2. ミラーレス機でサイレントモードに設定。
アメリカの空港で見た朝焼けです。紫とオレンジのグラデーションが美しい空と、飛行機の白い機体に、なんとも言えないよさを感じました。
機体と情景の調和を最重視
私の中で、飛行機は空港に住んでいる「鳥」です。「飛行機を撮るぞ!」と構えると、なんだか難しく感じてしまうので、空港の鳥を撮るぞ、というテンションで臨んだ方が気楽に撮れるのではないでしょうか。飛んでいる飛行機を撮る時は、この位置に鳥が飛んでいたらいいなと感じるところでシャッターを切ります。空港内に留まっている飛行機を撮る時は、機体がその場の情景とうまく調和しているかどうかを重要視するとよい感じになります。
機内ではサイレントモード撮影
飛行機を撮る時にぜひ試していただきたいのは、機体の中からの撮影です。窓側に座った時は、滑走路から離陸までの時間は窓にはりついてみてください。
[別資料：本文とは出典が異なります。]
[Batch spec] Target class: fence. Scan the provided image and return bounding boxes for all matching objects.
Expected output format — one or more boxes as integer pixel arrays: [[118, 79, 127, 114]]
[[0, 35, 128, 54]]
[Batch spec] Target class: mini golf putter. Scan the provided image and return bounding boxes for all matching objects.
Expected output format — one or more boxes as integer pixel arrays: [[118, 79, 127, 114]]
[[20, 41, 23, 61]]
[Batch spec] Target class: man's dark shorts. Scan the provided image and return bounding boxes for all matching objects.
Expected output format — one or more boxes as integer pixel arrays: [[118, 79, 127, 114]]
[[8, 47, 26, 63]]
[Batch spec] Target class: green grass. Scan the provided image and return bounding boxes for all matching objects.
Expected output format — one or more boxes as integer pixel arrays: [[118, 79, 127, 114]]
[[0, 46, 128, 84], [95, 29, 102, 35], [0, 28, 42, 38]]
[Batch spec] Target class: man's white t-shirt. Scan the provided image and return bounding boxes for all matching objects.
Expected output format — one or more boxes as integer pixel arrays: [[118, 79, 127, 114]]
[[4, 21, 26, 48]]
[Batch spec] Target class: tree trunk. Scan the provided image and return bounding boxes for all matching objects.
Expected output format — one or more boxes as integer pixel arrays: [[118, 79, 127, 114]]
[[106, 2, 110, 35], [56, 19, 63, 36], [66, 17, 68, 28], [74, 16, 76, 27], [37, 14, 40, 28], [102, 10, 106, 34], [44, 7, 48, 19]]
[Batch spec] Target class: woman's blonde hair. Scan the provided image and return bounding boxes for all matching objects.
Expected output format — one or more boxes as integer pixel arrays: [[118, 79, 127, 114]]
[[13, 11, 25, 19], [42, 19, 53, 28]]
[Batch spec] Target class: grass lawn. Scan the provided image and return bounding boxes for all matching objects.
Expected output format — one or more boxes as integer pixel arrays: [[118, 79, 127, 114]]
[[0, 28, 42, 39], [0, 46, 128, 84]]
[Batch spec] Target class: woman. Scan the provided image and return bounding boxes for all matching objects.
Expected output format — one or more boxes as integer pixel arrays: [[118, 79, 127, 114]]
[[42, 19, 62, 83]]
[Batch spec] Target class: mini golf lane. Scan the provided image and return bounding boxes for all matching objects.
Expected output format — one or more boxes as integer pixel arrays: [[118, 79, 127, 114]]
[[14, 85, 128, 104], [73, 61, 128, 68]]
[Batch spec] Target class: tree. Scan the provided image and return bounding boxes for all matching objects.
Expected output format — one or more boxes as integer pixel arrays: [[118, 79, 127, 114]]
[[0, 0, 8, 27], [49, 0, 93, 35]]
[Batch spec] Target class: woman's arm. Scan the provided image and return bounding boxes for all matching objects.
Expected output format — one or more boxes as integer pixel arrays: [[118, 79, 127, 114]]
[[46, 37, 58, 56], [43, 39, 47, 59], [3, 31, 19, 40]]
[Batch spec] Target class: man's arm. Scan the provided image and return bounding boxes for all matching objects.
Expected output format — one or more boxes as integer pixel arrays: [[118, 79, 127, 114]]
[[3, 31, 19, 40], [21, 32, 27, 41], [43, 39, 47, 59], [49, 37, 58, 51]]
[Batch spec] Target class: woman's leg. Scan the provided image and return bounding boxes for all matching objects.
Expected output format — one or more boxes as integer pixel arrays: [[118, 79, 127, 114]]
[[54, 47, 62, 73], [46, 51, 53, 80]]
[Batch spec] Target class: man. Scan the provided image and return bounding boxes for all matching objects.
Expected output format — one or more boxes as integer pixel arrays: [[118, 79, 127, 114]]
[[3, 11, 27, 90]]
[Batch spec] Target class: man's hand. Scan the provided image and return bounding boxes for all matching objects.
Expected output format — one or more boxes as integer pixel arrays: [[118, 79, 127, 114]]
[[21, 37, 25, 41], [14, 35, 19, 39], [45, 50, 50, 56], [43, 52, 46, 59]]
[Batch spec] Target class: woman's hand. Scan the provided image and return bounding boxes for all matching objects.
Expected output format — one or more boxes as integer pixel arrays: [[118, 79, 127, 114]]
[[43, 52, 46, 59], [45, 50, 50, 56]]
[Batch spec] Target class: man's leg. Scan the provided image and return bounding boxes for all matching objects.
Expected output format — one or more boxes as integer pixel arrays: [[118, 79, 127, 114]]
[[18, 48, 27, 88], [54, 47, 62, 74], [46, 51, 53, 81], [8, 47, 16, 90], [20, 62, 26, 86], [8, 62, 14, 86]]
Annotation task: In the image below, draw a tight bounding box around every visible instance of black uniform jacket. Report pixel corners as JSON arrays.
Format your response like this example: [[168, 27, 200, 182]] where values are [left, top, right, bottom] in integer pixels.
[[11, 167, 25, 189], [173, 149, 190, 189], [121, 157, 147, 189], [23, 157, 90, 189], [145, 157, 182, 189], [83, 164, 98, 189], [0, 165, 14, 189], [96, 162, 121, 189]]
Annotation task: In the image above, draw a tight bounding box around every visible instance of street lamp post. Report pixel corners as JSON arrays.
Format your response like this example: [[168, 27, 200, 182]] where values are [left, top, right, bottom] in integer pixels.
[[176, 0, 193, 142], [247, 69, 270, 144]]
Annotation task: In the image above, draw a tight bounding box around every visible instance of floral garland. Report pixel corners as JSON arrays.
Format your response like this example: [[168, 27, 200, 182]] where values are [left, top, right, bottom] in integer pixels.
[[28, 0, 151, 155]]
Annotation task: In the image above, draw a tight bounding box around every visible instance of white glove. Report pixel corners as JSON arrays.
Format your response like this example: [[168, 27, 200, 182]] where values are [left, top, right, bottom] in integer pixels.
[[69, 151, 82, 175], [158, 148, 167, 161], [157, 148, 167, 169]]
窓の外に見える他の機体を、普段とはまったく違う視点から切り取れます。特に、離陸して間もない時に滑走路の方を眺めると、離陸を待つ他の機体を、まるでミニチュアのように撮影できて、とても面白いです。静かな機内では、ミラーレス機を使い、シャッター音の鳴らないサイレントモードで撮影しましょう。
鳥があのあたりを飛んでいたら面白いな、と感じるところで撮りました。実際、飛行機は遠い距離なら鳥よりも速度が遅く見えるので、撮りやすいです。
新千歳空港から離陸した直後に撮影したものです。一面の雪のなか、滑走路だけが黒く露出しているのが面白いと感じました。また、そこに、滑走路を移動する白い機体がやってきたので、チャンス! と思いシャッターを切りました。
機内も意外とフォトジェニックだったりします。暗い機内に、丸く小さな窓から射し込んでくる光はとても綺麗です。乗客や座席を立体的に見せてくれるなあ、といつも思っています。撮影する時は他のお客様の迷惑にならないようにしましょう。